O worship the King, all-glorious above (StF 113)

Authors & translators:
Grant, Robert
Composers & arrangers:
Croft, William
Composers & arrangers:
Wilson, John
Singing the Faith: 113 (CD5 #15)
STF Number:

Further information

robert-grantRobert Grant, author of this hymn, is sometimes claimed as Scotland's first modern hymn writer.

At a time when the only sung praise allowed in Presbyterian churches was metrical and unaccompanied versions of the psalms, hymns were considered to be "of human composure" (and organs were long dimissed as "a kist o'whistles" with a devil in every pipe).  Psalms, on the other hand, were regarded as divinely inspired.

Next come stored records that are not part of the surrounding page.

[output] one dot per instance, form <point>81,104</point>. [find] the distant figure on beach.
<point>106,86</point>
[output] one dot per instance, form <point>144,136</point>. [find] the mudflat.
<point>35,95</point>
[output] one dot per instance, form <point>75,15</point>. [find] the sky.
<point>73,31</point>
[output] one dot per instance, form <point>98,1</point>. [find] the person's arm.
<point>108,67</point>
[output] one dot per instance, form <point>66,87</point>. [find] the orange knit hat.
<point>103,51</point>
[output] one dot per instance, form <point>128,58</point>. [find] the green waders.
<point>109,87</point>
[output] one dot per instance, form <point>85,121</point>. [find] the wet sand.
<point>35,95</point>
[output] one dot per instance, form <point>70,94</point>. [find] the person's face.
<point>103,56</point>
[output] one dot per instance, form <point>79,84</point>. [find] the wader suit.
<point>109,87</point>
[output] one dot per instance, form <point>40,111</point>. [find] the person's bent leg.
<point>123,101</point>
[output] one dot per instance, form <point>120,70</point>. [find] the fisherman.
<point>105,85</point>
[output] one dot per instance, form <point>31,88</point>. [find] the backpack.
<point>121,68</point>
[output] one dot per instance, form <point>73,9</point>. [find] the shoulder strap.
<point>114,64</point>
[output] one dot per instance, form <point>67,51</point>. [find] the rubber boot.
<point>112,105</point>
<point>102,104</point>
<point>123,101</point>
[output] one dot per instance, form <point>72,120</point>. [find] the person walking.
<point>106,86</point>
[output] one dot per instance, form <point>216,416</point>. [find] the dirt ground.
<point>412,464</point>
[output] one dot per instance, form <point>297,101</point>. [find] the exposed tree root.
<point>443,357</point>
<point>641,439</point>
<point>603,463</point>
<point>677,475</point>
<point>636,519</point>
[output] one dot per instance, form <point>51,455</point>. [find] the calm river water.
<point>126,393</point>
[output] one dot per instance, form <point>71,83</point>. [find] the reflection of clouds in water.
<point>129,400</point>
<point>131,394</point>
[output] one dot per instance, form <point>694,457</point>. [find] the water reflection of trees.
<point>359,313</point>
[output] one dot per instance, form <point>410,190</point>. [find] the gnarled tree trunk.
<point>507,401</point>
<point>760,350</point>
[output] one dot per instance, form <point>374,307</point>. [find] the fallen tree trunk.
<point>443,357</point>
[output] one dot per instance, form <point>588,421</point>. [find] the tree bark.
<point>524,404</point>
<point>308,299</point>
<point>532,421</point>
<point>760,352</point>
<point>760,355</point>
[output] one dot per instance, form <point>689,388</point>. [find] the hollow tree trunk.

Hymns didn't catch on in Scotland until the 1850s, long after the Wesleys had utilised them as part of their evanglical revival south of the border.

Grant was himself an evangelical who had been MP for the Elgin "Burghs" on the Moray coast and subsequently the Inverness Burghs. He wrote "O worship the King", which perhaps unsurprisingly is a praphrase of a psalm (Psalm 104) shortly before becoming Governor of Bombay in 1834. It was included in a volume of sacred poems, edited and published after his death by his elder brother, Lord Glenelg.